An eye check only takes about 30 minutes. Your eye health professional will take a photo of the back of your eye to check the blood vessels and may give you eye drops to dilate your pupils.
Manage your blood glucose levels
High blood glucose levels over the long term increase your risk of developing diabetic eye disease and can make existing diabetic eye disease worse. The better you can manage your diabetes, the better for your eyes. Keep up your regular health checks and follow your doctor’s recommendations to keep your blood glucose in the target range.

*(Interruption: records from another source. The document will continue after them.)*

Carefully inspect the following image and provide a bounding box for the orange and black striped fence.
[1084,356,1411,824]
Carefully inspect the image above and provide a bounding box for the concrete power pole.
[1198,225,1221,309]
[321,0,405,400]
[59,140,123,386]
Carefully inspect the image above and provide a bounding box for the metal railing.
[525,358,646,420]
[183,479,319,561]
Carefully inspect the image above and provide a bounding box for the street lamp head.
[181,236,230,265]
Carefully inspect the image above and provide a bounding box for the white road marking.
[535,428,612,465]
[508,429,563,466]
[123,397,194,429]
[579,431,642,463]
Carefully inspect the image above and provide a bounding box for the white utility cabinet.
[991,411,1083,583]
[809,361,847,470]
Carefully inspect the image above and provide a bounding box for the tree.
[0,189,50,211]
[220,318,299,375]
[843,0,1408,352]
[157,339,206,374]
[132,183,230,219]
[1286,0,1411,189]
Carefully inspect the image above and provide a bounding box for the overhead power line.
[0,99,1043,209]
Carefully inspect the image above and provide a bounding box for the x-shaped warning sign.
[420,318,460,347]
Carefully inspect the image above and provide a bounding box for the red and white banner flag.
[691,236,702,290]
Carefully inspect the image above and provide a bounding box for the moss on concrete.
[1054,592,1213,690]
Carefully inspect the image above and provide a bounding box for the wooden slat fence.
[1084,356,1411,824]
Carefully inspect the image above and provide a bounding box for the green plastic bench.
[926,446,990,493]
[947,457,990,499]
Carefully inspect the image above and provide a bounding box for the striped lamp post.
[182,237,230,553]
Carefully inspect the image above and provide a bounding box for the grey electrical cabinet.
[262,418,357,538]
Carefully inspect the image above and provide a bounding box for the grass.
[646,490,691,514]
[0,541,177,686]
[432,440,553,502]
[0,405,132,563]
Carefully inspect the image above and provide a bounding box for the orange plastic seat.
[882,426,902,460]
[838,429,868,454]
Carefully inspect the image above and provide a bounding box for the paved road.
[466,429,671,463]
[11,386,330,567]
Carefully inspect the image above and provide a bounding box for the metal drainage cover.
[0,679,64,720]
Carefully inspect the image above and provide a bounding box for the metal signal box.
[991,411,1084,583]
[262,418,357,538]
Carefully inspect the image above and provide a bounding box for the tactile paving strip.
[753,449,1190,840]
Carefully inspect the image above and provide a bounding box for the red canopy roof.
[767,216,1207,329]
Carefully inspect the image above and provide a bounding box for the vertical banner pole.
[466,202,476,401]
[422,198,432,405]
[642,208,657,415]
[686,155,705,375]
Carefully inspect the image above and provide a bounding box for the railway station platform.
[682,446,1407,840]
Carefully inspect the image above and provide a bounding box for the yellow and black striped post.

Control your blood pressure and cholesterol
Along with blood glucose, it’s important to keep your blood pressure and cholesterol levels in check. Get tested regularly as recommended by your doctor.
Eat a healthy diet
Following a healthy diet will help you manage your diabetes. Think fresh, whole foods – colourful fruits and vegetables, leafy greens, wholegrains, lean protein and healthy fats. Your GP, a nutritionist or a dietitian can help you develop a healthy eating plan if you need more guidance.
Getting regular exercise can also help you control your blood glucose, increase your body’s sensitivity to insulin, lower blood pressure, reduce harmful cholesterol and manage your weight.
Smoking increases your risk of eye disease and can make managing your diabetes more difficult. Quitting is one of the best things you can do for your overall health. It isn’t easy, but there is a lot of support available to help you. Talk to your doctor, call Quitline on 137 848 or visit quit.org.au
Keep an eye out for any vision changes
If you notice any changes to your vision, don’t wait for your routine eye check. Symptoms like blurry or dim vision (that isn’t improved by prescription glasses), floating spots or flashes, or sensitivity to light and glare should be checked by your eye health professional promptly.
Remember that eye disease from diabetes can have few symptoms until it is at an advanced stage, so it’s important to get checked even if your vision seems normal. Ophthalmologists have a range of highly effective treatments for diabetic eye disease, but outcomes are best when these treatments are given before the most advanced stages of the disease.